Researchers from the University of Lausanne developed an algorithm that allows employees to identify and isolate robots that can violate the consistency and efficiency of the entire swarm. The algorithm is based on the principle of most votes and uses local information about the behavior of neighboring robots.
Robots-employees are groups of autonomous robots that can perform various tasks in joint mode, such as studying the territory, search and rescue, or construction. However, these robots are also subject to possible malfunctions, errors, or malicious interventions that can cause some robots to act against the interests of the entire swarm. These robots are referred to as Byzant’s robots.

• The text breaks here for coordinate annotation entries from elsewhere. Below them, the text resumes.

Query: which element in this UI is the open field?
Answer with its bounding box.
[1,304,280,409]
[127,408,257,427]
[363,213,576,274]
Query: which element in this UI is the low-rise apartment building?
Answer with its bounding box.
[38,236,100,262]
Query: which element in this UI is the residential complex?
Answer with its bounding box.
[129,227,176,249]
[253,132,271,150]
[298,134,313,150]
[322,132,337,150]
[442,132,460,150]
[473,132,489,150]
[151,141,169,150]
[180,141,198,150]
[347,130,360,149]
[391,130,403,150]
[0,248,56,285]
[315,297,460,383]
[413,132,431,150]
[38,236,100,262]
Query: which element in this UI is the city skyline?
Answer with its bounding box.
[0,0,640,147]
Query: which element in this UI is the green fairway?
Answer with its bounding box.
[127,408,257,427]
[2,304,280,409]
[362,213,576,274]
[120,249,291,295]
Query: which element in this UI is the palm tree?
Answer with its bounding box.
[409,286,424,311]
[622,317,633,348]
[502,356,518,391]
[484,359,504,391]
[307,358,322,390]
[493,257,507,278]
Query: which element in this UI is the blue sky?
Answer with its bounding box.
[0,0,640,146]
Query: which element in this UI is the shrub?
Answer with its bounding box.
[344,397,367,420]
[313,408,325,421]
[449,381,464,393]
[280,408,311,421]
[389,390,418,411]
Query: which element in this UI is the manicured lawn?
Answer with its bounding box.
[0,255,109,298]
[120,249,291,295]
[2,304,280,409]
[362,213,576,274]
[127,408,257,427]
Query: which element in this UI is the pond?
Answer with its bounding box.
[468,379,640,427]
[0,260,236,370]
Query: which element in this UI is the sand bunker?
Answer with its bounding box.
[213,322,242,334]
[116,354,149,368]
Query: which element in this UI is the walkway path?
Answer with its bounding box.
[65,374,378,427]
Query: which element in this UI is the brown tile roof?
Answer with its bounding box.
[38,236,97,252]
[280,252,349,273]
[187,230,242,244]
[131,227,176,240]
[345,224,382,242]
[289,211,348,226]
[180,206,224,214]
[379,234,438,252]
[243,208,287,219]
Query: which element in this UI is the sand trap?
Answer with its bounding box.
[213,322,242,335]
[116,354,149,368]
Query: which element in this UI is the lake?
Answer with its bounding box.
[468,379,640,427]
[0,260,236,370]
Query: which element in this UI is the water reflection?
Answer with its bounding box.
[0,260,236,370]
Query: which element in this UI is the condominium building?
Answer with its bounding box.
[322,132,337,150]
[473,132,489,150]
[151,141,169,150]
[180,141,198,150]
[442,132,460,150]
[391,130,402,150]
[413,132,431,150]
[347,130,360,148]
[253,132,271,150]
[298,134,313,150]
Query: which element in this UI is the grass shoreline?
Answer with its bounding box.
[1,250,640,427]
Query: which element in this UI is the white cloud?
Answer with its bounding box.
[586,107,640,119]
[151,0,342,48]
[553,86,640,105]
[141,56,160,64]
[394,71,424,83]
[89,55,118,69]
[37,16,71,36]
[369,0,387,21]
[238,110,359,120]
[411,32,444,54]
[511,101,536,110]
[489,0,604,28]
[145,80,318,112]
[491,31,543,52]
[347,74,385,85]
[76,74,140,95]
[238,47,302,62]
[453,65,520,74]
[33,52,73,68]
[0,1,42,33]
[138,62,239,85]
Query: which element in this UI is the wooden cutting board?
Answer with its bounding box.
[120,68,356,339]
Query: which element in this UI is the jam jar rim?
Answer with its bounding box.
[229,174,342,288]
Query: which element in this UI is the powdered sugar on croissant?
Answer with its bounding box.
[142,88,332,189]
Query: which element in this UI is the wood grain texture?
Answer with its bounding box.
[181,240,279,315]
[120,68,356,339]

Byzant’s robots can create problems for the operation of the swarm, as they can transmit false or conflicting information to other robots or act against the rules. For example, a Byzant’s robot may indicate an incorrect direction of movement or refuse to follow the leader. This can lead to loss of synchronization, disunity, or even destruction of the swarm.
To prevent such situations, the researchers proposed an algorithm that allows the identification and isolation of Byzant’s robots. The blockchain-based algorithm works as follows: each robot observes the behavior of its neighbors and compares it with the expected behavior. If a neighbor’s behavior deviates beyond a certain threshold, the robot considers it suspicious and votes for its isolation. If most robots in the vicinity vote to isolate the suspicious robot, it is disconnected from communication and interaction with the rest.
The researchers conducted experiments with both real and virtual robots and demonstrated that the algorithm successfully detects and neutralizes Byzant’s robots in different scenarios. They also proved that the algorithm is resilient to measurement and communication errors, as well as random changes in the behavior of normal robots.